I suppose I must have looked up flophouse when reading all the Steinbeck I could get my hands on and it’s stuck w me.
It is unfortunately still common practice among irregular agricultural workers in many parts of the world (I’m Italian so I definitely remember news about busts in southern Italy)
Yeah there are good accounts of this in Down and Out in Paris and London and also one of Hemingway's books - forgot which one.
High usage seems to change the economics. The author of the article had a payback period of about 14 months which is excellent by any standards and an order of magnitude better than rent vs buy for a house in most places.
I’m not usually one to ask this because learning to do a thing can be fun, but why exactly have you spent 25 thousand dollars on getting an LLM someone else made to answer maths exam questions?
The cost is obviously not that big of factor for OP as it might be for others. It's actually refreshing to hear the candid viewpoint that he expresses here.
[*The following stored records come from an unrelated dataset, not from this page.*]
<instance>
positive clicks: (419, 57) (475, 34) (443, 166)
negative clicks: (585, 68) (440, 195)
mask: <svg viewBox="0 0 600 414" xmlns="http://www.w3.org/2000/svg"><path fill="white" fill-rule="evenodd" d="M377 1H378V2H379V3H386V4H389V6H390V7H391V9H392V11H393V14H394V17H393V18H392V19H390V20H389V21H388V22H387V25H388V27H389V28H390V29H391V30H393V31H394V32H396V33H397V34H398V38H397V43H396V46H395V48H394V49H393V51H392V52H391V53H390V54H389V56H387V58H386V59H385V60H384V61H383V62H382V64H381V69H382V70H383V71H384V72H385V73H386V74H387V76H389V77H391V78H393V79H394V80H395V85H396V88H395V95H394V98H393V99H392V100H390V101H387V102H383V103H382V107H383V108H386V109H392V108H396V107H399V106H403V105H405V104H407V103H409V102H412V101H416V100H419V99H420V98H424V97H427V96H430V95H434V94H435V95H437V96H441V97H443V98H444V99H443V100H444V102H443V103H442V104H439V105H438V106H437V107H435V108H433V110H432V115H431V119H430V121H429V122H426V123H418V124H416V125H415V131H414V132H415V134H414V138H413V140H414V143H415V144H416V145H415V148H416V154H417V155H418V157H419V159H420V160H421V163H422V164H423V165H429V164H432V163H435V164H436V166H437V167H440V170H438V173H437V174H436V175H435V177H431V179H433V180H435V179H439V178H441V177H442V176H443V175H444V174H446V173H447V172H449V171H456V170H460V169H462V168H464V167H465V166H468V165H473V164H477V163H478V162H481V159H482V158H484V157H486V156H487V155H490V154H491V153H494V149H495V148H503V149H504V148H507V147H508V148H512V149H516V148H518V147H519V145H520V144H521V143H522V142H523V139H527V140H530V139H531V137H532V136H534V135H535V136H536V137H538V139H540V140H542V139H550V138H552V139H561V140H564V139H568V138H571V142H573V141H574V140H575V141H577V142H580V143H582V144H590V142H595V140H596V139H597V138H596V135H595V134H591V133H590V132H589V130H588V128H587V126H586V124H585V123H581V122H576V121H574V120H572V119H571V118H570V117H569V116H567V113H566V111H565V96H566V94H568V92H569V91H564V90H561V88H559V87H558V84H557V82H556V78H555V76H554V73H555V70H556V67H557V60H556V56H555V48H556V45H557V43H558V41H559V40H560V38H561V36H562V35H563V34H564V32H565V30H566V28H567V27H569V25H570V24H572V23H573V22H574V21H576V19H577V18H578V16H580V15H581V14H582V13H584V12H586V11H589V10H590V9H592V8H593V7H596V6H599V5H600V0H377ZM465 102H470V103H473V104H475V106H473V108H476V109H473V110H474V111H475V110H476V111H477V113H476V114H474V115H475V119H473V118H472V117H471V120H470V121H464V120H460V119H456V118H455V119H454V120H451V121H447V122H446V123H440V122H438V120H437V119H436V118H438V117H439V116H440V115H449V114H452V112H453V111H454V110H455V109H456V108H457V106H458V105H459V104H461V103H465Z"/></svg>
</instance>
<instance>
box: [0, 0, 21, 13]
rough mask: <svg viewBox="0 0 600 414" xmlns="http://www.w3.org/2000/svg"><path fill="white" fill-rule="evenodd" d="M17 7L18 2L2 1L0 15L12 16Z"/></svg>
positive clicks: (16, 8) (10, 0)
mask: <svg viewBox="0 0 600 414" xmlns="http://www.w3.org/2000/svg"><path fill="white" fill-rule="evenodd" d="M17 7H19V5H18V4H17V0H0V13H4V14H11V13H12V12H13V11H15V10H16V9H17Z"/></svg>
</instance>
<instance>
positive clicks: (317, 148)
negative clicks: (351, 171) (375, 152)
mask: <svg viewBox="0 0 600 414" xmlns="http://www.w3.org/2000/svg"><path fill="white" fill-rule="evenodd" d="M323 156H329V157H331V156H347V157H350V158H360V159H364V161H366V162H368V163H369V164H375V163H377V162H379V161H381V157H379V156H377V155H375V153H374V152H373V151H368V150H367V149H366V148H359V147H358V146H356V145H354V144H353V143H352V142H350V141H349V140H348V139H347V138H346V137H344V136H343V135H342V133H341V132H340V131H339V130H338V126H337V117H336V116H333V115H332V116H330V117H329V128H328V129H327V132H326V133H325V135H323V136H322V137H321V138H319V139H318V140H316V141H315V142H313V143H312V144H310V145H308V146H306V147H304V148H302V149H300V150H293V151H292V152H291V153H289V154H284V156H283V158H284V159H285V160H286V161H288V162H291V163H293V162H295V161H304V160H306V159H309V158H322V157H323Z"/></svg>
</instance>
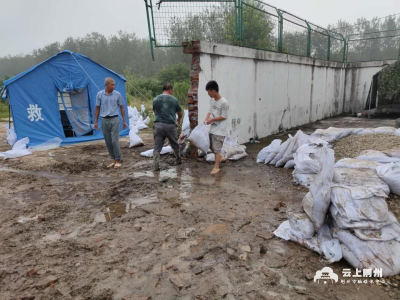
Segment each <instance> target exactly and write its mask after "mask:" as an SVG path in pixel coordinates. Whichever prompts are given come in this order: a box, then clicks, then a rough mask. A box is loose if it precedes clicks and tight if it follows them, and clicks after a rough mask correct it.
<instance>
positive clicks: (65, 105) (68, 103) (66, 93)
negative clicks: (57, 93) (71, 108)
mask: <svg viewBox="0 0 400 300" xmlns="http://www.w3.org/2000/svg"><path fill="white" fill-rule="evenodd" d="M63 99H64V101H65V106H66V107H71V97H70V96H69V93H67V92H62V97H61V93H59V94H58V106H59V107H60V110H65V108H64V104H63V102H62V100H63Z"/></svg>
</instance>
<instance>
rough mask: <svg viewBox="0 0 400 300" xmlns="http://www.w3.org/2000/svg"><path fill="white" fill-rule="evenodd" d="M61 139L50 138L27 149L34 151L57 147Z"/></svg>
mask: <svg viewBox="0 0 400 300" xmlns="http://www.w3.org/2000/svg"><path fill="white" fill-rule="evenodd" d="M61 142H62V139H60V138H59V137H55V138H52V139H50V140H48V141H46V142H44V143H42V144H40V145H36V146H32V147H29V150H30V151H32V152H35V151H47V150H52V149H57V148H59V147H60V146H61Z"/></svg>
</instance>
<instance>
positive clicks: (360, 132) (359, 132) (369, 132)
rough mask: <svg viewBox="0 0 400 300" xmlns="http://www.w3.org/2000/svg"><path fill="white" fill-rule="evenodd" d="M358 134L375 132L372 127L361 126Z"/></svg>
mask: <svg viewBox="0 0 400 300" xmlns="http://www.w3.org/2000/svg"><path fill="white" fill-rule="evenodd" d="M357 134H359V135H366V134H375V131H374V128H363V129H362V130H361V131H360V132H359V133H357Z"/></svg>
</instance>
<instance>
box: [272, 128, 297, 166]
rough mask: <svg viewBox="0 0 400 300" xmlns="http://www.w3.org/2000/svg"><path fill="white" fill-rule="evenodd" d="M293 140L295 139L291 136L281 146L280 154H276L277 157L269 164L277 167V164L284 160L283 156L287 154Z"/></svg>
mask: <svg viewBox="0 0 400 300" xmlns="http://www.w3.org/2000/svg"><path fill="white" fill-rule="evenodd" d="M292 139H293V137H292V136H291V135H290V134H289V138H288V139H287V140H286V141H285V142H283V143H282V144H281V145H280V146H279V149H278V152H277V153H276V155H275V157H274V158H273V159H272V160H271V161H270V162H269V163H270V164H271V165H276V163H277V162H278V161H280V160H281V159H282V157H283V154H285V152H286V149H287V148H288V147H289V145H290V143H291V142H292Z"/></svg>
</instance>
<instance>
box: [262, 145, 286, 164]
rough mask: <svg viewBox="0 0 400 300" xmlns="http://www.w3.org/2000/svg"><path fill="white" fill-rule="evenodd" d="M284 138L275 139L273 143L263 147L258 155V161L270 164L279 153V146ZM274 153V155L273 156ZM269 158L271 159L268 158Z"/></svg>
mask: <svg viewBox="0 0 400 300" xmlns="http://www.w3.org/2000/svg"><path fill="white" fill-rule="evenodd" d="M281 143H282V140H278V139H277V140H273V141H272V142H271V144H269V145H268V146H267V147H265V148H263V149H262V150H261V151H260V153H258V155H257V162H258V163H261V162H262V163H265V164H268V163H269V162H270V161H271V160H272V159H273V158H274V157H275V155H276V153H278V151H279V146H280V145H281ZM271 154H272V156H271ZM268 159H269V160H268Z"/></svg>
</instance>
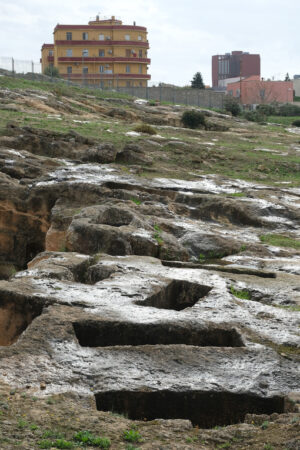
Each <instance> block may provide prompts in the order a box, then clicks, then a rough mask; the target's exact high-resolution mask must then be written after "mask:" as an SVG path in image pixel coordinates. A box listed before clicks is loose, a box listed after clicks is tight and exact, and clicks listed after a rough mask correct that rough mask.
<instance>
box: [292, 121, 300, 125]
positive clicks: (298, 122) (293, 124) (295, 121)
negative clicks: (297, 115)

25k is definitely a lot but I did the risk analysis and I figured worst case I would lose a 1000-2000 after a year of playing around with it, so I look at it more like renting (I'm going to keep the Macbook Pro no matter what since I needed a new one).
Nitpicking, but the worst case of spending $25k is unforeseen circumstances that write off the entire asset. I don’t think -$2000 is a conservative enough figure for standard depreciation either (a lot can happen in a year)
I wouldn't call this nitpicking. This is how people who are careful with money think. I learned embarrassingly late to stop justifying purchases by making predictions about future returns. I treat everything as having zero value as soon as I purchase it. Thinking otherwise is, for me, always a dangerous rationalization -- always a craving that's trying to outmaneuver sense.
Either I don't understand the used apple market.. or I agree this is crazy. Someone spends $25k on new hardware, waits a year, and expects to sell it for $23k? Unless the ram issues save him, and cost of new goes up, I don't see how that was going to work.
Well, Apple is literally not offering the M3 512GB studios currently. You can’t even back order one.
They are selling on EBay for over $20k, used.
It’s hard to know if any of these eBay listing are real or actual sales. Lots of scams.
The ones sold for $25k from established sellers are legit. Filter by "sold."
The 0-reputation account in Spain selling an M3U 512GB for $4200 is 100% fraud.